Header only retrieval in php via curl

PhpCurlHeader

Php Problem Overview


Actually I have two questions.

(1) Is there any reduction in processing power or bandwidth used on remote server if I retrieve only headers as opposed to full page retrieval using php and curl?

(2) Since I think, and I might be wrong, that answer to first questions is YES, I am trying to get last modified date or If-Modified-Since header of remote file only in order to compare it with time-date of locally stored data, so I can, in case it has been changed, store it locally.

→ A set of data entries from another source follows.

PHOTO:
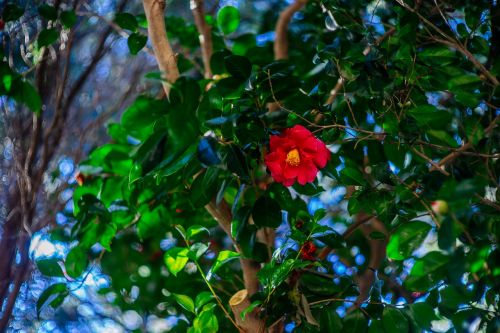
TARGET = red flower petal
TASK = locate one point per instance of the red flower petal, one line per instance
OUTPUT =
(303, 167)
(307, 174)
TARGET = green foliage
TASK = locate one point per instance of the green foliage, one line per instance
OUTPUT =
(135, 41)
(407, 102)
(228, 19)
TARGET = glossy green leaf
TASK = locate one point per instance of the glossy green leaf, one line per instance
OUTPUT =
(406, 239)
(355, 322)
(222, 258)
(76, 261)
(53, 296)
(47, 37)
(49, 266)
(68, 18)
(202, 298)
(228, 19)
(427, 271)
(266, 212)
(12, 12)
(47, 11)
(175, 259)
(394, 321)
(185, 301)
(126, 21)
(136, 42)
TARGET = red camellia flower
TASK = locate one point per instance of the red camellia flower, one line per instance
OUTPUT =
(296, 155)
(308, 250)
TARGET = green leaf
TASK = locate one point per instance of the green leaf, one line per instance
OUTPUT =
(27, 94)
(376, 326)
(228, 19)
(266, 212)
(68, 18)
(201, 299)
(427, 271)
(204, 187)
(377, 235)
(423, 314)
(430, 116)
(12, 12)
(48, 12)
(76, 261)
(197, 250)
(176, 258)
(107, 235)
(355, 322)
(196, 231)
(136, 42)
(395, 153)
(126, 21)
(352, 176)
(273, 274)
(238, 66)
(206, 322)
(330, 321)
(222, 258)
(443, 137)
(47, 37)
(49, 267)
(407, 239)
(185, 301)
(463, 80)
(53, 295)
(394, 321)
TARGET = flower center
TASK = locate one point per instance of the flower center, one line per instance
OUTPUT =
(293, 157)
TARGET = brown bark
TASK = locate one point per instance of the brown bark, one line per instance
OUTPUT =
(251, 322)
(205, 35)
(377, 256)
(167, 61)
(281, 30)
(222, 214)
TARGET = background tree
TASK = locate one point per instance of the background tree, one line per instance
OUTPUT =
(398, 233)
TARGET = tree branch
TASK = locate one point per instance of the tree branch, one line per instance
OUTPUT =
(453, 155)
(205, 35)
(167, 61)
(281, 30)
(222, 214)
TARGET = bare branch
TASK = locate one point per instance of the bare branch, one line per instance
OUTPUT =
(281, 41)
(205, 35)
(167, 61)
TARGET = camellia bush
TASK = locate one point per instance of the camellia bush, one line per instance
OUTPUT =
(336, 169)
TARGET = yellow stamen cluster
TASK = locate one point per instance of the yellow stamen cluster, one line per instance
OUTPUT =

However, my script seems unable to fetch that piece of info, I get NULL, when I run this:

class last_change {

 public last_change;

 function set_last_change() {
  $curl = curl_init();
    curl_setopt($curl, CURLOPT_URL, "http://url/file.xml");
    curl_setopt($curl, CURLOPT_HEADER, true);
    curl_setopt($curl, CURLOPT_FILETIME, true);
    curl_setopt($curl, CURLOPT_NOBODY, true);
  // $header = curl_exec($curl);
  $this -> last_change = curl_getinfo($header);
  curl_close($curl);
 }

 function get_last_change() {
  return $this -> last_change['datetime']; // I have tested with Last-Modified & If-Modified-Since to no avail
 }

}

In case $header = curl_exec($curl) is uncomented, header data is displayed, even if I haven't requested it and is as follows:

HTTP/1.1 200 OK
Date: Fri, 04 Sep 2009 12:15:51 GMT
Server: Apache/2.2.8 (Linux/SUSE)
Last-Modified: Thu, 03 Sep 2009 12:46:54 GMT
ETag: "198054-118c-472abc735ab80"
Accept-Ranges: bytes
Content-Length: 4492
Content-Type: text/xml

Based on that, 'Last-Modified' is returned.

So, what am I doing wrong?

Php Solutions


Solution 1 - Php

You are passing $header to curl_getinfo(). It should be $curl (the curl handle). You can get just the filetime by passing CURLINFO_FILETIME as the second parameter to curl_getinfo(). (Often the filetime is unavailable, in which case it will be reported as -1).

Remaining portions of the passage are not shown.